With the new Respect@Work amendments now in place, employers should be mindful of a recent decision handed down by the Fair Work Commission where it upheld the dismissal of an employee on the basis that swearing at a colleague constituted sexual harassment.
With the new Respect@Work amendments now in place, employers should be mindful of a recent decision handed down by the Fair Work Commission (FWC) where it upheld the dismissal of an employee on the basis that swearing at a colleague constituted sexual harassment.
In Power v Lyndons Pty Ltd T/A Lyndons [2023] FWC 1060, the FWC heard that in or around August 2022, a Sales Representative for Lyndons Pty Ltd (the Employer) was summarily dismissed from his employment after getting into a heated argument with a colleague where he said words to the effect of, “I’ll f***you up the arse” and “Suck my dick”.
The colleague resigned after this altercation and two days later, filed a written complaint with the Employer about the employee’s conduct towards him. Before the FWC, the colleague submitted that the employee had regularly said inappropriate things to him under the guise of humour.
The Employer conducted an independent investigation into the complaint which included obtaining evidence from several witnesses to the incident. In or around November 2022, the Employer advised the employee that the investigation substantiated the allegation and that the behaviour amounted to serious misconduct involving sexual harassment. On this basis, the employee was summarily dismissed from his employment.
The employee subsequently filed an unfair dismissal application.
The employee submitted that the alleged incident never occurred. He further submitted that even if the conduct did occur, the dismissal was a “disproportionate” response when swearing was commonplace at the workplace and that the words used should be considered “figurative”.
The employee also suggested that the alleged words used should be considered in the context of a dispute between him and his manager following a formal complaint he made after receiving a warning as to his performance. He stated that this conflict culminated in him taking periods of medical leave.
The Employer maintained that there was a valid reason for dismissal relating to the employee’s conduct because the witness evidence gathered during the investigation substantiated the allegation that the words used by the employee amounted to sexual harassment and therefore his behaviour was serious misconduct.
The FWC firstly dismissed the suggestion that the employee’s complaint about his manager was linked to his behaviour towards his colleague and subsequent dismissal. It found that there was no allegation of collusion between the parties and therefore no basis for the employee to blame his behaviour as having any connection to the prior dispute he had with his manager.
Turning then to the reason for the employee’s dismissal, the FWC found that the employee’s evidence was self-serving and his complete denial of the alleged conduct was not credible. Compared to that of other credible witnesses on behalf of the Employer, the FWC found that the employee did in fact say the words alleged to his colleague during the argument.

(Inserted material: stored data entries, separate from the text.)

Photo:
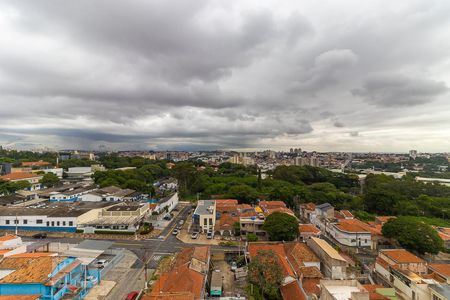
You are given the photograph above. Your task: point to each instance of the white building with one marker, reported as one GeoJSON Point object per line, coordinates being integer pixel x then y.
{"type": "Point", "coordinates": [204, 216]}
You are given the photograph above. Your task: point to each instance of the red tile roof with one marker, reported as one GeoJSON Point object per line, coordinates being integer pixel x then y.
{"type": "Point", "coordinates": [441, 269]}
{"type": "Point", "coordinates": [355, 225]}
{"type": "Point", "coordinates": [284, 210]}
{"type": "Point", "coordinates": [224, 202]}
{"type": "Point", "coordinates": [35, 163]}
{"type": "Point", "coordinates": [308, 228]}
{"type": "Point", "coordinates": [21, 297]}
{"type": "Point", "coordinates": [347, 213]}
{"type": "Point", "coordinates": [19, 176]}
{"type": "Point", "coordinates": [402, 256]}
{"type": "Point", "coordinates": [292, 291]}
{"type": "Point", "coordinates": [271, 204]}
{"type": "Point", "coordinates": [373, 295]}
{"type": "Point", "coordinates": [311, 285]}
{"type": "Point", "coordinates": [181, 282]}
{"type": "Point", "coordinates": [8, 237]}
{"type": "Point", "coordinates": [278, 249]}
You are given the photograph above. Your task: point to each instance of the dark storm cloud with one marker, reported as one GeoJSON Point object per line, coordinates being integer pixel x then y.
{"type": "Point", "coordinates": [222, 74]}
{"type": "Point", "coordinates": [398, 90]}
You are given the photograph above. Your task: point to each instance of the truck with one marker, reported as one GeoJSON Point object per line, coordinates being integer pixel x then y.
{"type": "Point", "coordinates": [216, 284]}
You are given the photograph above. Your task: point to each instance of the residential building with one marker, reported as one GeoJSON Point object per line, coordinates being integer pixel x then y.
{"type": "Point", "coordinates": [306, 210]}
{"type": "Point", "coordinates": [351, 232]}
{"type": "Point", "coordinates": [47, 217]}
{"type": "Point", "coordinates": [307, 231]}
{"type": "Point", "coordinates": [121, 217]}
{"type": "Point", "coordinates": [167, 203]}
{"type": "Point", "coordinates": [296, 260]}
{"type": "Point", "coordinates": [187, 278]}
{"type": "Point", "coordinates": [51, 277]}
{"type": "Point", "coordinates": [333, 265]}
{"type": "Point", "coordinates": [441, 270]}
{"type": "Point", "coordinates": [407, 273]}
{"type": "Point", "coordinates": [32, 178]}
{"type": "Point", "coordinates": [204, 216]}
{"type": "Point", "coordinates": [111, 194]}
{"type": "Point", "coordinates": [70, 195]}
{"type": "Point", "coordinates": [342, 290]}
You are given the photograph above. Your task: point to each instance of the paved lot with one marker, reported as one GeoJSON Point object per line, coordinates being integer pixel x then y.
{"type": "Point", "coordinates": [126, 277]}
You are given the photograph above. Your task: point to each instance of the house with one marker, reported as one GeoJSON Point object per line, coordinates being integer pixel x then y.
{"type": "Point", "coordinates": [399, 259]}
{"type": "Point", "coordinates": [351, 232]}
{"type": "Point", "coordinates": [51, 277]}
{"type": "Point", "coordinates": [252, 221]}
{"type": "Point", "coordinates": [70, 195]}
{"type": "Point", "coordinates": [186, 279]}
{"type": "Point", "coordinates": [32, 178]}
{"type": "Point", "coordinates": [32, 164]}
{"type": "Point", "coordinates": [204, 216]}
{"type": "Point", "coordinates": [407, 273]}
{"type": "Point", "coordinates": [292, 257]}
{"type": "Point", "coordinates": [442, 270]}
{"type": "Point", "coordinates": [342, 290]}
{"type": "Point", "coordinates": [333, 264]}
{"type": "Point", "coordinates": [322, 216]}
{"type": "Point", "coordinates": [307, 231]}
{"type": "Point", "coordinates": [306, 210]}
{"type": "Point", "coordinates": [111, 194]}
{"type": "Point", "coordinates": [122, 217]}
{"type": "Point", "coordinates": [47, 217]}
{"type": "Point", "coordinates": [167, 203]}
{"type": "Point", "coordinates": [12, 199]}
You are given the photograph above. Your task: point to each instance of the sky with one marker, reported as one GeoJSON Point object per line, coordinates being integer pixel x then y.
{"type": "Point", "coordinates": [354, 76]}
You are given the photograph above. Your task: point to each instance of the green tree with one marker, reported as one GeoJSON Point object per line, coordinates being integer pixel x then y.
{"type": "Point", "coordinates": [251, 237]}
{"type": "Point", "coordinates": [243, 193]}
{"type": "Point", "coordinates": [413, 235]}
{"type": "Point", "coordinates": [266, 272]}
{"type": "Point", "coordinates": [50, 180]}
{"type": "Point", "coordinates": [281, 227]}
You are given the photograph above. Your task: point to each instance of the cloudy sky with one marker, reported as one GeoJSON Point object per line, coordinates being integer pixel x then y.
{"type": "Point", "coordinates": [213, 74]}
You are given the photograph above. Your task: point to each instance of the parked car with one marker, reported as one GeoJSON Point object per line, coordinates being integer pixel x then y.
{"type": "Point", "coordinates": [40, 236]}
{"type": "Point", "coordinates": [101, 263]}
{"type": "Point", "coordinates": [233, 266]}
{"type": "Point", "coordinates": [132, 295]}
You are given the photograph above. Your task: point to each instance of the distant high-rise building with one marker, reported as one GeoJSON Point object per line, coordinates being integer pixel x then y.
{"type": "Point", "coordinates": [413, 154]}
{"type": "Point", "coordinates": [5, 168]}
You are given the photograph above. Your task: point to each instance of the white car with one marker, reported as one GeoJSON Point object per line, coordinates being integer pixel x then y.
{"type": "Point", "coordinates": [101, 263]}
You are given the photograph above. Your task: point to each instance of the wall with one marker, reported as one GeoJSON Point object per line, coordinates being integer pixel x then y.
{"type": "Point", "coordinates": [47, 223]}
{"type": "Point", "coordinates": [351, 239]}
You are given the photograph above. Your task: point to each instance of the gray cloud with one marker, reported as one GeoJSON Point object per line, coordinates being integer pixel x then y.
{"type": "Point", "coordinates": [212, 74]}
{"type": "Point", "coordinates": [398, 90]}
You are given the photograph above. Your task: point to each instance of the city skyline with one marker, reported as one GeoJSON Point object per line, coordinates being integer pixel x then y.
{"type": "Point", "coordinates": [240, 75]}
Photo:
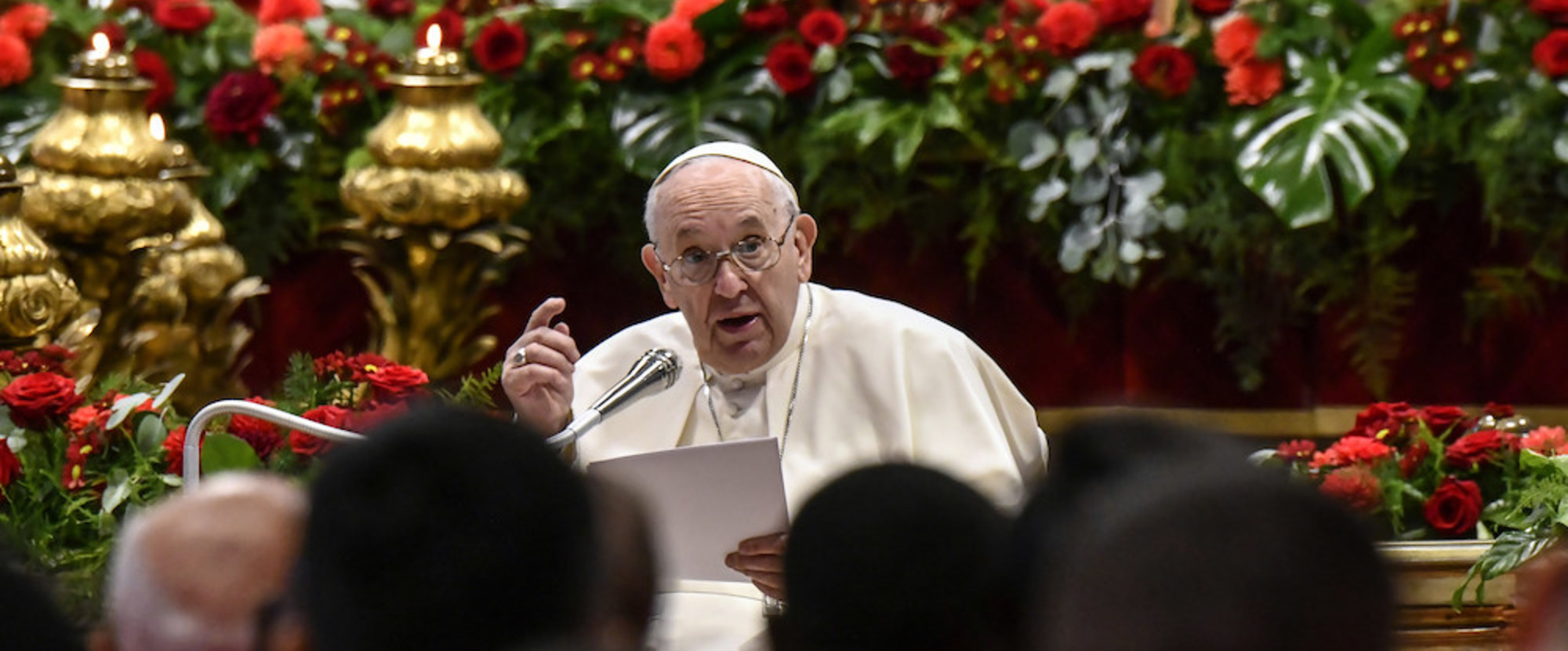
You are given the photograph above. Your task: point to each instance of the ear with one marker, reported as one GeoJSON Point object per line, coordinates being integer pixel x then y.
{"type": "Point", "coordinates": [658, 271]}
{"type": "Point", "coordinates": [805, 239]}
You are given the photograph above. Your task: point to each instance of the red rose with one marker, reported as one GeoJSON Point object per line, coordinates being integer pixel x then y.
{"type": "Point", "coordinates": [1069, 27]}
{"type": "Point", "coordinates": [501, 48]}
{"type": "Point", "coordinates": [1352, 451]}
{"type": "Point", "coordinates": [281, 51]}
{"type": "Point", "coordinates": [1479, 448]}
{"type": "Point", "coordinates": [261, 435]}
{"type": "Point", "coordinates": [1120, 15]}
{"type": "Point", "coordinates": [1354, 487]}
{"type": "Point", "coordinates": [822, 27]}
{"type": "Point", "coordinates": [1550, 442]}
{"type": "Point", "coordinates": [1254, 84]}
{"type": "Point", "coordinates": [396, 382]}
{"type": "Point", "coordinates": [1552, 10]}
{"type": "Point", "coordinates": [241, 104]}
{"type": "Point", "coordinates": [305, 445]}
{"type": "Point", "coordinates": [1211, 9]}
{"type": "Point", "coordinates": [452, 32]}
{"type": "Point", "coordinates": [771, 18]}
{"type": "Point", "coordinates": [689, 10]}
{"type": "Point", "coordinates": [37, 399]}
{"type": "Point", "coordinates": [1454, 507]}
{"type": "Point", "coordinates": [175, 451]}
{"type": "Point", "coordinates": [275, 12]}
{"type": "Point", "coordinates": [10, 467]}
{"type": "Point", "coordinates": [16, 60]}
{"type": "Point", "coordinates": [27, 21]}
{"type": "Point", "coordinates": [1440, 420]}
{"type": "Point", "coordinates": [1296, 451]}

The FWC stated that regardless of whether swearing in the workplace was commonplace or tolerated, the words used by the employee went far beyond as such and fell squarely within the definition of serious misconduct as defined by regulation 1.07 of the Fair Work Regulations 2009 (Cth). The FWC went on to note at [107] (emphasis added):
“Such conduct in the workplace is simply intolerable, the evidence was clear that it was unwelcome and such conduct opens the Respondent to a failure of its duty to provide a safe place of work for its employees.”
The FWC found that the employee’s conduct was of serious gravity and in the face of credible evidence to the contrary, the employee failed to admit his own actions and left the Employer with no confidence that such conduct would not occur again. Therefore, the FWC was of the view that the employee created an untenable situation inconsistent with the continuation of the employment relationship.
In this regard, the FWC held that the dismissal of the employee was not harsh, unjust or unreasonable and dismissed the application.
Lessons for employers
In December 2022, the new positive duty on employers to eliminate workplace sex-discrimination and harassment commenced. This duty requires employers to take reasonable and proportionate measures to eliminate, as far as possible:
- workplace sexual harassment, sex discrimination and sex-based harassment;
- conduct that subjects a person to a hostile workplace environment on the grounds of sex; and
- certain acts of victimisation.
As illustrated by the FWC’s comments in this decision, this duty includes responding promptly and proportionately to allegations of sexual harassment or inappropriate behaviour which may create a hostile work environment and taking appropriate action, including disciplinary action.